AI tools (£15-30/month). ChatGPT Plus, Claude Pro, Midjourney, and Perplexity Pro all seem reasonable individually. Combined, they're £60-90/month. Most people only actively use one. Free alternative: Claude.ai free tier, ChatGPT free — more capable than they used to be.
How to audit your subscriptions in under 10 minutes
The fastest way is to go directly to your payment sources, not your memory. Your memory will miss at least three subscriptions.

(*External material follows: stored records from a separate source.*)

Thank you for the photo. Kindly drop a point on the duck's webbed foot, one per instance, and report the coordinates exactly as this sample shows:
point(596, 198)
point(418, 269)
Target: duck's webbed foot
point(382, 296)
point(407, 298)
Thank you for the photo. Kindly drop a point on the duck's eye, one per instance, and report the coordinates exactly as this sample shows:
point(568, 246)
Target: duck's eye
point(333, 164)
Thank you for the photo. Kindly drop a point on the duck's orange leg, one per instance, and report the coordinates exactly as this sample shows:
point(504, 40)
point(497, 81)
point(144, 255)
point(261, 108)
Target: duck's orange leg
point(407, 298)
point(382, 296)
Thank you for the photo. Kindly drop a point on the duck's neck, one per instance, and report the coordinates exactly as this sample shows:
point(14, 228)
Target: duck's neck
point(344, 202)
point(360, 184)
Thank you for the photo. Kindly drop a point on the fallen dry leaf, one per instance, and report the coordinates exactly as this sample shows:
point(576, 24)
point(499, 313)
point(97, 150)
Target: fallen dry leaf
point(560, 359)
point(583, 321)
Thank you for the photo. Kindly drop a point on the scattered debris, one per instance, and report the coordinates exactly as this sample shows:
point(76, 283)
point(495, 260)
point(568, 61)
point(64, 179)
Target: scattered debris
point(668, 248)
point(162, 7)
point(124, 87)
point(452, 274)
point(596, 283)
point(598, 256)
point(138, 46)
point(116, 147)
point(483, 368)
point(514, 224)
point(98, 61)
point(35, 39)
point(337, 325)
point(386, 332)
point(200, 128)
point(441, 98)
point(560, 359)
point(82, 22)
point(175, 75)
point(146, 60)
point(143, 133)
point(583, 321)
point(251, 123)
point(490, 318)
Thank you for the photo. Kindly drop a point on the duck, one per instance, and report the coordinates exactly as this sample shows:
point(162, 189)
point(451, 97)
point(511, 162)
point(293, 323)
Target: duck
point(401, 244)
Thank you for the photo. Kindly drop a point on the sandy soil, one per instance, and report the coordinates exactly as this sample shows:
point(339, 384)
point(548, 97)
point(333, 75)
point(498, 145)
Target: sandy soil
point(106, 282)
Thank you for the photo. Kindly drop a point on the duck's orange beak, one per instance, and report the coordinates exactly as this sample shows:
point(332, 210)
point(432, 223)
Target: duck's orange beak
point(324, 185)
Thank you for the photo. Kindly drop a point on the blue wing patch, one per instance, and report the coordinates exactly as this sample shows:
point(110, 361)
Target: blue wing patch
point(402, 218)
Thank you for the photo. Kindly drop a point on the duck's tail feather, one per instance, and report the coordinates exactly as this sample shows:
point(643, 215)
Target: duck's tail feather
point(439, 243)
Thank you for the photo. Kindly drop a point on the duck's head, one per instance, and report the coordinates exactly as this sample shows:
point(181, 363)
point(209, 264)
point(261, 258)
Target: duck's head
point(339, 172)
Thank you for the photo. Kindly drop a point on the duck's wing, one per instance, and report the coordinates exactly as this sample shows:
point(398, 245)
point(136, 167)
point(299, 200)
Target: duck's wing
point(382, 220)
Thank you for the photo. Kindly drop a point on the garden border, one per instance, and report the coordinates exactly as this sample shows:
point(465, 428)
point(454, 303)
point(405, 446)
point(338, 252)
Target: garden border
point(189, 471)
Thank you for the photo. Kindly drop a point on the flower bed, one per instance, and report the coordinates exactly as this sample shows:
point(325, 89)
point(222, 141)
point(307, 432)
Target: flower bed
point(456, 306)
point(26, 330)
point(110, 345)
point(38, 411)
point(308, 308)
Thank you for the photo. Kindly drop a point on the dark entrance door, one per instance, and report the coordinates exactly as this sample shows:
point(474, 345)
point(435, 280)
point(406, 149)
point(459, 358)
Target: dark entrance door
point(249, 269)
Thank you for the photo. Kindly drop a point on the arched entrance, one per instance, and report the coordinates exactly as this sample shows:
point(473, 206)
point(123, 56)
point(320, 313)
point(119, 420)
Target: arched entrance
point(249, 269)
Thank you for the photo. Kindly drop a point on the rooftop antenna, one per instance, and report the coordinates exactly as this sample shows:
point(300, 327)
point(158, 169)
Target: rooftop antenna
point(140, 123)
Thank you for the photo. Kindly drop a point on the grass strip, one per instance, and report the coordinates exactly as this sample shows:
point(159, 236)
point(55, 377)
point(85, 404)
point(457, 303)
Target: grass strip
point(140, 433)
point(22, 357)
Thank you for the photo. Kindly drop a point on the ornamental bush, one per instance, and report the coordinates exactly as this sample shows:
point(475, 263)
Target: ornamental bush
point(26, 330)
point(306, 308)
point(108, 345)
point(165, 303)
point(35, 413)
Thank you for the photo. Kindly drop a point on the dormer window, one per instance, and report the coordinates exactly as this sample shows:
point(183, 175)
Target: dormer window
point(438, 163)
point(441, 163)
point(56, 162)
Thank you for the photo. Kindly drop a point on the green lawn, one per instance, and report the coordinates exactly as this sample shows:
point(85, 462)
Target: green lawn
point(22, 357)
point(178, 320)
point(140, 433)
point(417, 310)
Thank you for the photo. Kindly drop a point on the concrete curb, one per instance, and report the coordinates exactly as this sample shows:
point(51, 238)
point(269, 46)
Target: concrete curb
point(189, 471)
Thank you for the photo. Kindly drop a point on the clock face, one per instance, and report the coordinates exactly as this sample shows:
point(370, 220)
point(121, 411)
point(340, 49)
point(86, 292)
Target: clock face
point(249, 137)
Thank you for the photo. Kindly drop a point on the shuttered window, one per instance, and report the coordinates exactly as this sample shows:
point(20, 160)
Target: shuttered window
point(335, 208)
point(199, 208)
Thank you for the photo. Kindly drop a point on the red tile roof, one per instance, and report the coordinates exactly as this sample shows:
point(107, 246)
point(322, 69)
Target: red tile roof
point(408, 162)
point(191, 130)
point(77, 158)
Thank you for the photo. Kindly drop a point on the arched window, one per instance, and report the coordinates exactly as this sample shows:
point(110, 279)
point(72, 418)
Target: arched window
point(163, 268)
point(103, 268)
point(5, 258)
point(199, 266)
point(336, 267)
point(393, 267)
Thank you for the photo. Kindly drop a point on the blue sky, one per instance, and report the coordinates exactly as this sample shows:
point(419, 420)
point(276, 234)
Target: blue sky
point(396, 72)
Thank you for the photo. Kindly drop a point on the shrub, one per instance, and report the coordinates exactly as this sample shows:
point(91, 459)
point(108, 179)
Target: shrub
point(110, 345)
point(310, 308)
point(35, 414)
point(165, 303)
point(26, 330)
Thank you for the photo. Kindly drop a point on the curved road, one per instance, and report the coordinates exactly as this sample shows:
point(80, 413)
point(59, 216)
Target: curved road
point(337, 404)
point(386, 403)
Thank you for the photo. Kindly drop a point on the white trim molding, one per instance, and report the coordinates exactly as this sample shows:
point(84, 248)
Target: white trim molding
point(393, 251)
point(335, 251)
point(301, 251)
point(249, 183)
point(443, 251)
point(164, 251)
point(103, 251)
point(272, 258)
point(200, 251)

Step 1: Open your bank or credit card statements for the last two months. Look for any recurring charge you don't immediately recognise. Write each one down with the monthly cost.
Step 2: Check your email inbox. Search for "subscription", "receipt", "invoice", "renewal", and "thank you for your payment". These catch the annual renewals that don't show on monthly statements.
Step 3: Check your app store. Both the Apple App Store and Google Play have a subscription management section that lists every active in-app subscription. These are easy to forget because the charges show as "Apple" or "Google" on your statement.
Step 4: For each subscription, ask one question: "Did I use this in the last 14 days?" If the answer is no, it's a candidate for cancellation or replacement.
Skip the manual audit — use the Subscription Waste Finder
Add your subscriptions, rate how often you use each one, and the tool instantly categorises them into Essential, Review, and Cut — with your total monthly spend and potential savings calculated automatically.
Audit My Subscriptions — Free →What to do once you've found the waste
Cancelling is obvious. But before you cancel every borderline subscription, it's worth spending five minutes checking whether a cheaper or free alternative does the job.
For most business tools, the answer is yes — there is a free alternative that handles 80-90% of use cases. The exceptions tend to be highly specialised tools where the premium version genuinely unlocks functionality you rely on daily.
The rule of thumb: if you use a tool less than 3 times per week, test the free alternative for two weeks. If you don't miss the premium features, cancel. If you do, reinstate it with a clear conscience — you've confirmed it's genuinely earning its keep.
One more thing: add a quarterly subscription audit to your calendar. The savings aren't just in the initial clear-out — they're in stopping the slow drift back toward subscription bloat that happens naturally over time.